Re: Joke for the day
« Reply #433 on: September 03, 2010, 07:25:45 am »
In the twilight spirit.
(Insert inspirational quote)

Dennis

  • Sr. Member
  • ****
  • Posts: 357
Re: Joke for the day
« Reply #434 on: September 03, 2010, 08:15:24 am »
As much as we try to convince ourselves otherwise, the WORK POO is inevitable. For those who hate pooing at work, following is the Survival Guide for taking a dump at work.


CROP DUSTING — When farting, you walk briskly around the office so the smell is not in your area and everyone else gets a whiff but doesn’t know where it came from. Be careful when you do this. Do not stop until the full fart has been expelled. Walk an extra 30 feet to make sure the smell has left your pants.

FLY BY — The act of scouting out a bathroom before pooing. Walk in and check for other pooers. If there are others in the bathroom, leave and come back again. Be careful not to become a FREQUENT FLYER. People may become suspicious if they catch you constantly going into the bathroom.

ESCAPEE — A fart that slips out while taking a leak at the urinal or forcing a poo in a cubicle. This is usually accompanied by a sudden wave of embarrassment. If you release an escapee, do not acknowledge it. Pretend it did not happen.. If you are standing next to the farter in the urinal, pretend you did not hear it. No one likes an escapee. It is uncomfortable for all involved. Making a joke or laughing makes both parties feel uneasy.

JAILBREAK — When forcing a poo, several farts slip out at a machine gun pace. This is usually a side effect of diarrhoea or a hangover. If this should happen, do not panic. Remain in the cubicle until everyone has left the bathroom to spare everyone the awkwardness of what just occurred.

COURTESY FLUSH — The act of flushing the toilet the instant the poo hits the water. This reduces the amount of airtime the poo has to stink up the bathroom. This can help you avoid being caught doing the WALK OF SHAME.

WALK OF SHAME — Walking from the cubicle, to the sink, to the door after you have just stunk up the bathroom. This can be a very uncomfortable moment if someone walks in and busts you. As with farts, it is best to pretend that the smell does not exist. Can be avoided with the use of the COURTESY FLUSH.

OUT OF THE CLOSET POOER — A colleague who poos at work and is proud of it.

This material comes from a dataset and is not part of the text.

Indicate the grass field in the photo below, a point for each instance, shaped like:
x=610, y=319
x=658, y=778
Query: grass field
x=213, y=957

You will often see an Out Of The Closet Pooer enter the bathroom with a newspaper or magazine under his or her arm. Always look around the office for the Out Of The Closet Pooer before entering the bathroom.

THE POOING FRIENDS NETWORK (P.F.N) — A group of co-workers who band together to ensure emergency pooing goes off without incident. This group can help you to monitor the whereabouts of Out Of The Closet Pooers, and identify SAFE HAVENS.

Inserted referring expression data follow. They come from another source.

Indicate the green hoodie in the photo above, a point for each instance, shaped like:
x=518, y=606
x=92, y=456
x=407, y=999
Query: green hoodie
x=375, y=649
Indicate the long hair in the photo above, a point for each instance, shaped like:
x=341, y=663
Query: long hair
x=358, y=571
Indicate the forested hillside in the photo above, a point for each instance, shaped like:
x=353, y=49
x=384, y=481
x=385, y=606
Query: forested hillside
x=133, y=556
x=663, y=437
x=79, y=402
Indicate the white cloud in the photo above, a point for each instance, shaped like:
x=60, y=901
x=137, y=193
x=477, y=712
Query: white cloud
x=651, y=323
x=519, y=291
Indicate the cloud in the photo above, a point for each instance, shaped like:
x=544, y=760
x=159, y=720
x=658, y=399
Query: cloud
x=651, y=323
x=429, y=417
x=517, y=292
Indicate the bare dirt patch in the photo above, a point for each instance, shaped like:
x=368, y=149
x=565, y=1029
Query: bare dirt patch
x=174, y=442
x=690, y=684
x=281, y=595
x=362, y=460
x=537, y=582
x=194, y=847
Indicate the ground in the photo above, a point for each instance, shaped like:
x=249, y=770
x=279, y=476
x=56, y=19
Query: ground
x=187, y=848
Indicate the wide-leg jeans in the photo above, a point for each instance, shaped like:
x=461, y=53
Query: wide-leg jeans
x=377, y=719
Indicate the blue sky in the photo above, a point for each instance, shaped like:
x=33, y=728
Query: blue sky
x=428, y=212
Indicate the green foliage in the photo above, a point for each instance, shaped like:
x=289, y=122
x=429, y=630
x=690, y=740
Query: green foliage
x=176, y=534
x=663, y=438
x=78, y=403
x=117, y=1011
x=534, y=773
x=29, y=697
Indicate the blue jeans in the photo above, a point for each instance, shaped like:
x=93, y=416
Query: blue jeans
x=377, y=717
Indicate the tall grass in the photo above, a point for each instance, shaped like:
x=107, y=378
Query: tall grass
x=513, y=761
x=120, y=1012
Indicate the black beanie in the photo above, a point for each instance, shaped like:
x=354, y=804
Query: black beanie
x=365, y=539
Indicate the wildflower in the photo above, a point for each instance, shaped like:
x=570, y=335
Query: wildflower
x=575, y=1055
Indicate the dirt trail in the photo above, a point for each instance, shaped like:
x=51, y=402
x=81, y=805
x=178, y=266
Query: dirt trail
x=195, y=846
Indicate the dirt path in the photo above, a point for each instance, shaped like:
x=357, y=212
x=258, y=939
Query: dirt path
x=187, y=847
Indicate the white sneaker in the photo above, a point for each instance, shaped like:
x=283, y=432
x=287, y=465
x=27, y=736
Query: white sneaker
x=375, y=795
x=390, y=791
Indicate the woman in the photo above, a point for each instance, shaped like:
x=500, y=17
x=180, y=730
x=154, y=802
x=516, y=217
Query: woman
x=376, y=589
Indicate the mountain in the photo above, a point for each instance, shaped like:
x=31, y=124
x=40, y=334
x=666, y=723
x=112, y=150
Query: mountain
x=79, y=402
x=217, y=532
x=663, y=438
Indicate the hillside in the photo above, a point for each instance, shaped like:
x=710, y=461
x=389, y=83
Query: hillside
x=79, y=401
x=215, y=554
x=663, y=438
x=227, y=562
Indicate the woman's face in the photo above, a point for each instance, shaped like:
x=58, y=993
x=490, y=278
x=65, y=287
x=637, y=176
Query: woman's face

SAFE HAVENS — A seldom-used bathroom somewhere in the building where you can least expect visitors. Try floors that are predominantly of the opposite gender . This will reduce the odds of a pooer of your gender entering the bathroom.

TURD BURGLAR — Someone who does not realise that you are in the cubicle and tries to force the door open. This is one of the most shocking and vulnerable moments that can occur when taking a poo at work. If this occurs, remain in the cubicle until the Turd Burglar leaves. This way you will avoid all uncomfortable eye contact.

CAMO-COUGH — A phoney cough that alerts all new entrants into the bathroom that you are in a cubicle. This can be used to cover-up a fart, a WATERMELON, or to alert potential Turd Burglars. Very effective when used in conjunction with an ASTAIRE.

ASTAIRE — A subtle toe-tap that is used to alert potential Turd Burglars that you are occupying a cubicle. This will remove all doubt that the cubicle is occupied. If you hear an Astaire, leave the bathroom immediately so the pooer can poo in peace.

WATERMELON — A poo that creates a loud splash when hitting the toilet water. This is also an embarrassing incident. If you feel a Watermelon coming on, create a diversion. See CAMO-COUGH.